The earliest existing historical records of the church date back to the year 1589, but the church was likely first established during the 12th century. The first church on the site was a small, wooden stave church located about 20 m east of the present church site. The church existed on the island for several centuries. The church originally had few or no windows or tower, but it did have a ljore, an opening in the roof of a building to let smoke out of the fireplace and light in. In 1702, the church underwent extensive renovations including the replacement of windows, rafters, beams, and floors, as well as the tarring of the wooden shingles on the roof.

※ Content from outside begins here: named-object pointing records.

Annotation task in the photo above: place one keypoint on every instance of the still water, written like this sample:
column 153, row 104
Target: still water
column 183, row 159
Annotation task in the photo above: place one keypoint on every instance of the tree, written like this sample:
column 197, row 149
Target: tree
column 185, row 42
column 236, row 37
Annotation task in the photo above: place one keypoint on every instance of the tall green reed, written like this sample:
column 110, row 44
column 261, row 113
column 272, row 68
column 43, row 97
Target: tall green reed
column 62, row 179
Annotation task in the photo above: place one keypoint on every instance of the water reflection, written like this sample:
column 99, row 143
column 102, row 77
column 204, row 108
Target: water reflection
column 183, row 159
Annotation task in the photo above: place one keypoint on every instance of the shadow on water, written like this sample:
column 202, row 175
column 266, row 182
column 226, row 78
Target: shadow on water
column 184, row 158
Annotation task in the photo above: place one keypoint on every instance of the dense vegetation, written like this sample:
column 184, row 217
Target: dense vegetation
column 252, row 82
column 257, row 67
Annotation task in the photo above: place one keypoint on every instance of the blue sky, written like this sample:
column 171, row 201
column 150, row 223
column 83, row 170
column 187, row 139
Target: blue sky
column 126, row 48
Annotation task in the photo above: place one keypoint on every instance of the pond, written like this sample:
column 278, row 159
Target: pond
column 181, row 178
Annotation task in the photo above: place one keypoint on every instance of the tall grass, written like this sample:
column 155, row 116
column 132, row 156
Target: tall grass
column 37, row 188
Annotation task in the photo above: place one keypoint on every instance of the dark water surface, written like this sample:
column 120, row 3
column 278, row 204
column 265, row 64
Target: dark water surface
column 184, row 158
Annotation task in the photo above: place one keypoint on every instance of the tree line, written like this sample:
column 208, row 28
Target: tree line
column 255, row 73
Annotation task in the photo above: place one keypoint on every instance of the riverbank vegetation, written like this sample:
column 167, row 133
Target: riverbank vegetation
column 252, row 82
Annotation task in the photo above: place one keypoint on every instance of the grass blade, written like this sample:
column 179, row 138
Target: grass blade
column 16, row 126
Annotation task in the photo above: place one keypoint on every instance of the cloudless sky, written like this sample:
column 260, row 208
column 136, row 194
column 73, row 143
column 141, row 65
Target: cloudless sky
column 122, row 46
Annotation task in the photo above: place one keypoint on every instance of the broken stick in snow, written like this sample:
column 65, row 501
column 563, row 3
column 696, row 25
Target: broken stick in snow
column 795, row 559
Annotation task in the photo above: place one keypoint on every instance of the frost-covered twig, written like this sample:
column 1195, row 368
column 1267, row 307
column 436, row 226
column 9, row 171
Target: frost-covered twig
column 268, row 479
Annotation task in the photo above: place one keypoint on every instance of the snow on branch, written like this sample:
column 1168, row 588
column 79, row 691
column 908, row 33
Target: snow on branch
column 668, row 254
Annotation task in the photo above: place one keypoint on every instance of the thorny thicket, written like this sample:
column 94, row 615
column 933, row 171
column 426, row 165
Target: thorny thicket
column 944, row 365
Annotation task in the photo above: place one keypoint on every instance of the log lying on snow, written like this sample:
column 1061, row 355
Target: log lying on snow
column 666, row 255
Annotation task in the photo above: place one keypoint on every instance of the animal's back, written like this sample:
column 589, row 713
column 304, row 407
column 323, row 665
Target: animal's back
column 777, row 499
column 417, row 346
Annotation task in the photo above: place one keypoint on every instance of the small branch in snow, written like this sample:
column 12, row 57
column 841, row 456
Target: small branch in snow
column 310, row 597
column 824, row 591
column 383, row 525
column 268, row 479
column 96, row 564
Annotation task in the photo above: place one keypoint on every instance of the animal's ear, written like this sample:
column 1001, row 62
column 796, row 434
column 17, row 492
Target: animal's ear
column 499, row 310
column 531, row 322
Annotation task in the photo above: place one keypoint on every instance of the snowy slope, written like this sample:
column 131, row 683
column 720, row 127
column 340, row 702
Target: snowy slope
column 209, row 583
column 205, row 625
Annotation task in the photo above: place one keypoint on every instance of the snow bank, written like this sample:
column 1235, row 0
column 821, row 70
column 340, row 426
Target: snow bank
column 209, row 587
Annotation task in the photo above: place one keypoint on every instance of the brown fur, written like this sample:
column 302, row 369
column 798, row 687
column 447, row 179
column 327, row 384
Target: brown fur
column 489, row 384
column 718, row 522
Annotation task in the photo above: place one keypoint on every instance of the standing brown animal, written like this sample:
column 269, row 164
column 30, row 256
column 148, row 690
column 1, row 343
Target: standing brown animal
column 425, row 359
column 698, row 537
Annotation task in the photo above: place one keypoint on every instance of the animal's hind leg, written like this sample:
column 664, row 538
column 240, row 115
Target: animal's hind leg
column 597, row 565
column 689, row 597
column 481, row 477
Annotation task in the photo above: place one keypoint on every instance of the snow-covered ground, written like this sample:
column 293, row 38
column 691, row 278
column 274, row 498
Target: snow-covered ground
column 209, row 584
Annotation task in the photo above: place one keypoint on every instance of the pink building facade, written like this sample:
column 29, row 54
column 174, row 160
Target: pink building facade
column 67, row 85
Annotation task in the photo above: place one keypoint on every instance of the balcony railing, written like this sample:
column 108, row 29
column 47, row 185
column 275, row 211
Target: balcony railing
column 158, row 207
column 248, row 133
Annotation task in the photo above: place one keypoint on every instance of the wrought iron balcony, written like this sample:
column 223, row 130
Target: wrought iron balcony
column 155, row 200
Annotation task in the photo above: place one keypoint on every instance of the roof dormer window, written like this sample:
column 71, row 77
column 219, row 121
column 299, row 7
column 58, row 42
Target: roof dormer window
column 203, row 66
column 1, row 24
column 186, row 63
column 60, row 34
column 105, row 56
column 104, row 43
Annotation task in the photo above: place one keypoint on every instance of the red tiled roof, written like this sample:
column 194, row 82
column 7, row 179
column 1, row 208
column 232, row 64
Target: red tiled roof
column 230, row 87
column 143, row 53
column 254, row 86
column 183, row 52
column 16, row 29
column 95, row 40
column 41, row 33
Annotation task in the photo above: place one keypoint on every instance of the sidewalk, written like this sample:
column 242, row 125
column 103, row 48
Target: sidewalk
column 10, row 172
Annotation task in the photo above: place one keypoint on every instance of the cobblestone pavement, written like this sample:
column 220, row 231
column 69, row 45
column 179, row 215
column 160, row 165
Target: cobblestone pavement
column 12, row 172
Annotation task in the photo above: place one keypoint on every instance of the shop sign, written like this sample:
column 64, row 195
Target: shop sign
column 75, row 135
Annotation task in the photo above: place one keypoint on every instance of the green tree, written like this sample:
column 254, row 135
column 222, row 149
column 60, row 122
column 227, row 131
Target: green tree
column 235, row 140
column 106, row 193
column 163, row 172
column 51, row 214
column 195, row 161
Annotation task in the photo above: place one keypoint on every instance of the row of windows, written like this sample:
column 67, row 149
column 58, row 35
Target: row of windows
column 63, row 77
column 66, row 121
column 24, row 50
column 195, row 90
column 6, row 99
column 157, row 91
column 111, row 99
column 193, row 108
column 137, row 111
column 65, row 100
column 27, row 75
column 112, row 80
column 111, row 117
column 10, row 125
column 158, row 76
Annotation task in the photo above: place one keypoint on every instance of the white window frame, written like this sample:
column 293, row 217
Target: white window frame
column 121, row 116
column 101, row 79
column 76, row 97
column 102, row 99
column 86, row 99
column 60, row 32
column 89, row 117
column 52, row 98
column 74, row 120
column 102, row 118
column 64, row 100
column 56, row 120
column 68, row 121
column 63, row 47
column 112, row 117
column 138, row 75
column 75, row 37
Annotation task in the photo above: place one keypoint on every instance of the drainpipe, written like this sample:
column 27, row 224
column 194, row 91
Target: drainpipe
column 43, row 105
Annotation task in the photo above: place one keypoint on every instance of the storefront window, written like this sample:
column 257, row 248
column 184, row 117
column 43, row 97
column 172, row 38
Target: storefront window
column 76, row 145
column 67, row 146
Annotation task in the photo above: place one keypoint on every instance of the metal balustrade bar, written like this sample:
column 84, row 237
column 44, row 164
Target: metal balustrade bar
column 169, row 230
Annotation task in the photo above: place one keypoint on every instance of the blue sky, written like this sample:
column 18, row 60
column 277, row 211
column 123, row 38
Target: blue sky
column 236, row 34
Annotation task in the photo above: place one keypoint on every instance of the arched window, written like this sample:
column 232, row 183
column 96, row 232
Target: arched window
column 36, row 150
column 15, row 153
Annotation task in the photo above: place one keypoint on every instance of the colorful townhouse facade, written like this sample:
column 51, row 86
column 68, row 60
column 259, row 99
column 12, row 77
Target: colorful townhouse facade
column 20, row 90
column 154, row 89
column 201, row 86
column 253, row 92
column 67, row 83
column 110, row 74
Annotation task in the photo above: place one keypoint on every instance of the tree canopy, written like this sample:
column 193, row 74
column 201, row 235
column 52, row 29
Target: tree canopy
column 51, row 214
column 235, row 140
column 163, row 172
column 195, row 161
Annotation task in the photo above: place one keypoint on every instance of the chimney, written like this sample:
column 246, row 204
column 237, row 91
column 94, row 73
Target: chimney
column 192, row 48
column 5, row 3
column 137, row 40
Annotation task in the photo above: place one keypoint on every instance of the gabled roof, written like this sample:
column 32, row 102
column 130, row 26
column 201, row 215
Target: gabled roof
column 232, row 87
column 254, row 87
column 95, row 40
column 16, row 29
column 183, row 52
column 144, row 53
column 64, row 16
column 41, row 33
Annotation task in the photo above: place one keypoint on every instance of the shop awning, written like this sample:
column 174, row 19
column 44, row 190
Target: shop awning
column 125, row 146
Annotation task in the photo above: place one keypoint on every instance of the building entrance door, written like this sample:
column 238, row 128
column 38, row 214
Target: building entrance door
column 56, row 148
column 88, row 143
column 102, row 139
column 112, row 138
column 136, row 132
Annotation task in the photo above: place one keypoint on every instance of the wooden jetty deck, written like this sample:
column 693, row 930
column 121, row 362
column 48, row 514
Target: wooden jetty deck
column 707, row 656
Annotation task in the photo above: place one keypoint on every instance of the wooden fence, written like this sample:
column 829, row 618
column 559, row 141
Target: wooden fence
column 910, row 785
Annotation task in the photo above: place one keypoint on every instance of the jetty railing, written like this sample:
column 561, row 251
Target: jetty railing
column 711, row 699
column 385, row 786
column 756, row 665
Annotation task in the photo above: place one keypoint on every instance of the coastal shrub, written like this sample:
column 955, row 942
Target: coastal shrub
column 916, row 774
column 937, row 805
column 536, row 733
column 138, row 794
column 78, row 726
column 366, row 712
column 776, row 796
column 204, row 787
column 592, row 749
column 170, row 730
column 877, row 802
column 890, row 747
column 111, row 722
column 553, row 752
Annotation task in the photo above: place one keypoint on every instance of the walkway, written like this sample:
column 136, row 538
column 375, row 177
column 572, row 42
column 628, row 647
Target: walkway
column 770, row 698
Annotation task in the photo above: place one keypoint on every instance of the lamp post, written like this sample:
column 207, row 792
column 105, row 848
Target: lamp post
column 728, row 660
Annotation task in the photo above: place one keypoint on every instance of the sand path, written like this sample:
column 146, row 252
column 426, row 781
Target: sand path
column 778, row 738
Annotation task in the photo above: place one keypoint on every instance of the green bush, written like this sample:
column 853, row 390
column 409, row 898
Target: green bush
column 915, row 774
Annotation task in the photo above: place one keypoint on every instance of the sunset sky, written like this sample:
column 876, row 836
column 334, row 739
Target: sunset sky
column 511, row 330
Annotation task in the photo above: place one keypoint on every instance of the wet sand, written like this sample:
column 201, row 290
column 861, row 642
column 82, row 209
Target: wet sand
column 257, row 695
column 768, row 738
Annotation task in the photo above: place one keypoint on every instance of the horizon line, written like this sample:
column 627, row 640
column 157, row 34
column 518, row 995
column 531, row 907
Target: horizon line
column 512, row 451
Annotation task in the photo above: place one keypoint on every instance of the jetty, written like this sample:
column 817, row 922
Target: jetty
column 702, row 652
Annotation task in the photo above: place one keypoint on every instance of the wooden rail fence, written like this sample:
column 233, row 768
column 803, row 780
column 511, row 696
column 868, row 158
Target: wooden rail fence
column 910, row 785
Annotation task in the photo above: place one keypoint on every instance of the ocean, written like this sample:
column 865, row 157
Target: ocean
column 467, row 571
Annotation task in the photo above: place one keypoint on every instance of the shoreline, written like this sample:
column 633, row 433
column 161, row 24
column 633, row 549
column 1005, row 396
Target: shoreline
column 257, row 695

In 1740, a royal resolution was handed down that approved the closing of the chapel on Sula and moving the church site to Sletten on the northeast shore of the main island of Frøya. It wasn't until 1754 that the church in Sula was dismantled, shipped to Sletten, and then rebuilt on the new site with a long church design and known as Sletta Church. The newly rebuilt church was consecrated on 4 September 1755.

After the old church was moved, the cemetery on the old site remained in use until 1849 when it was closed. Many years later in 1925, a chapel was built on the site of the old church. There was no church here from 1755 until 1925. The chapel was built about 20 m west of the old church site, just below the Sula Lighthouse. The new building is a wooden long church with a two-story extension on the west end which houses a meeting house on the second floor.